What Price Freedom?

The People and Stories of the Underground Railroad

The Underground Railroad Experience is available by reservation only, and for groups only.

“The Underground Railroad was neither hewn of lumber nor wrought of steel; people made up the ties and rails of liberty … people who risked their lives, property, and freedom to defeat the inhuman institution of slavery.”

The Underground Railroad Experience located at the Plain & Fancy Farm Theater with excursion into the heart of Lancaster County, PA, tells the story of slavery from its beginning in Colonial America, with a focus on the flights to freedom via the Underground Railroad and the heroes who surfaced, most little known. Our “Free Man” encounter is purposefully not with a “slave,” but with a free African American, thus presenting a different view of the Black community of the time, revealing how Blacks and Whites worked together in this struggle.

We also relate these stories to our neighbors, the Amish, and to contemporary freedom fighters like Gandhi and Martin Luther King, Jr. We hope for students to discover that these are not just stories of Black history or overcoming religious persecution hundreds of years ago in Europe, but part of the story of our Nation, of us all, who we are today and will become tomorrow.
Read more about the “stops” as you plan to bring your students along for the journey…
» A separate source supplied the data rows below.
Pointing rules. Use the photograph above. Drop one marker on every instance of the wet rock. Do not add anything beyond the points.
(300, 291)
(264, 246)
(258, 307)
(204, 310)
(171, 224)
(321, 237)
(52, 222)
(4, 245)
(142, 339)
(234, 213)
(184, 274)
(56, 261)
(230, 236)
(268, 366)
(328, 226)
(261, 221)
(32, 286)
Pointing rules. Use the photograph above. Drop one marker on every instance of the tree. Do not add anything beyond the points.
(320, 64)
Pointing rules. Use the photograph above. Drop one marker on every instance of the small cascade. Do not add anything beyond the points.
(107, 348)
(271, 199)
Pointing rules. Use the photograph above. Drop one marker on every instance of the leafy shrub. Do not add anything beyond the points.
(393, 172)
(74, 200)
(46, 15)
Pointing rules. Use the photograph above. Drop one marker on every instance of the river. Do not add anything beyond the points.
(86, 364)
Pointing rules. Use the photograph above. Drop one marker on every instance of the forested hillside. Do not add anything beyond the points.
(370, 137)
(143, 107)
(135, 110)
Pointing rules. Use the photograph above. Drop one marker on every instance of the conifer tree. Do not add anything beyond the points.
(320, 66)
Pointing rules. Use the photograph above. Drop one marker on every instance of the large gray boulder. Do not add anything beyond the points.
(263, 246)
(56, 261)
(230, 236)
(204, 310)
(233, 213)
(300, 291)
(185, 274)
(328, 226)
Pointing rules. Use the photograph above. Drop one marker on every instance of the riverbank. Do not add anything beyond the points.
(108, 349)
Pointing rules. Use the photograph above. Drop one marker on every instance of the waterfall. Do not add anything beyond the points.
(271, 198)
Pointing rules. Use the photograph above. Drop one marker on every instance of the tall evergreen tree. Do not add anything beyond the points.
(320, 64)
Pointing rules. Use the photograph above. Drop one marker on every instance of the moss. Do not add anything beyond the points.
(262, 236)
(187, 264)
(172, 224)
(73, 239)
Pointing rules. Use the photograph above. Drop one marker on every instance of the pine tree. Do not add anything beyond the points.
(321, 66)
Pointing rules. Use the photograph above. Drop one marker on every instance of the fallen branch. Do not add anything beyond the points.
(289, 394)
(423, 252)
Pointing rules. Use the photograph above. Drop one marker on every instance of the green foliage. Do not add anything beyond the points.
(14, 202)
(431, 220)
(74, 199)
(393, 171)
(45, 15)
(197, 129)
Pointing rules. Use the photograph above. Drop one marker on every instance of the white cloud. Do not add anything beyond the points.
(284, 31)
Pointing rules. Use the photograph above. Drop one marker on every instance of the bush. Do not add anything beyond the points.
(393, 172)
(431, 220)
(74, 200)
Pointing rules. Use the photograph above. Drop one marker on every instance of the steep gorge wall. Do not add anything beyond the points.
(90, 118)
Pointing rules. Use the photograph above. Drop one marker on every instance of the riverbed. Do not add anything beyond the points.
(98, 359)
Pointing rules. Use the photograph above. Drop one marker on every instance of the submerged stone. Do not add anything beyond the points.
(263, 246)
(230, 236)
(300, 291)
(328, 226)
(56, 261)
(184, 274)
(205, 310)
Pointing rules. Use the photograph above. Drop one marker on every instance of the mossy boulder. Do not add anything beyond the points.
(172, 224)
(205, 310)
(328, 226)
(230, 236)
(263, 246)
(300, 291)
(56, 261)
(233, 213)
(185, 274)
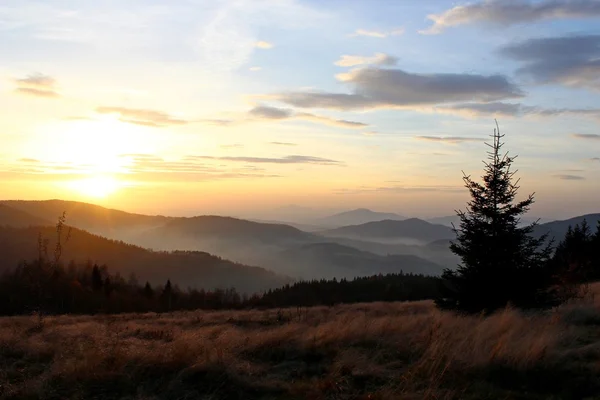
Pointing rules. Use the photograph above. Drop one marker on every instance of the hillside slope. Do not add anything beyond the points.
(356, 217)
(412, 228)
(194, 269)
(14, 217)
(329, 260)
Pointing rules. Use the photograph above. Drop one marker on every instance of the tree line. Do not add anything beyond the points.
(502, 263)
(46, 286)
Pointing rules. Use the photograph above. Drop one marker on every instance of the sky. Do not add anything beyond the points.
(246, 107)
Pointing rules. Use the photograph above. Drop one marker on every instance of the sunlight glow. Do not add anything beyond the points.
(96, 186)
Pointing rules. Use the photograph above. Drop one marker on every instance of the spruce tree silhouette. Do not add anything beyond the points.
(501, 262)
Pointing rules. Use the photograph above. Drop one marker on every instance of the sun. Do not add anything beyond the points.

Learning Outside the Classroom … Never More Memorable

The truth is that our schools have traditionally devoted relatively little time and attention to slavery in America and certainly to the subject of the Underground Railroad that transported 1000s of those enslaved northward to freedom.

Thus, perhaps the lack of knowledge or this cursory look at this part of our history has made our youth, albeit unknowingly, question its importance and relevance for today.

Our mission here was not to shrink from the horrors of slavery, but rather to expose its inhumanity and degradation of the human spirit at the same time inspiring young people to recognize injustices, empowering them to challenge, change and improve conditions they come across in their own lives.


As educators, we know the power of changing the narrative of African enslavement from one of shame into one of resistance and innovation under extreme circumstances, to instruct us to look to our past so that we can understand our present and prepare for our future.
–Brian Favors, M.Ed., and Lurie Daniel Favors, Esq., adapted from THE BIRTH OF A NATION, companion book to the 2016 film about Nat Turner.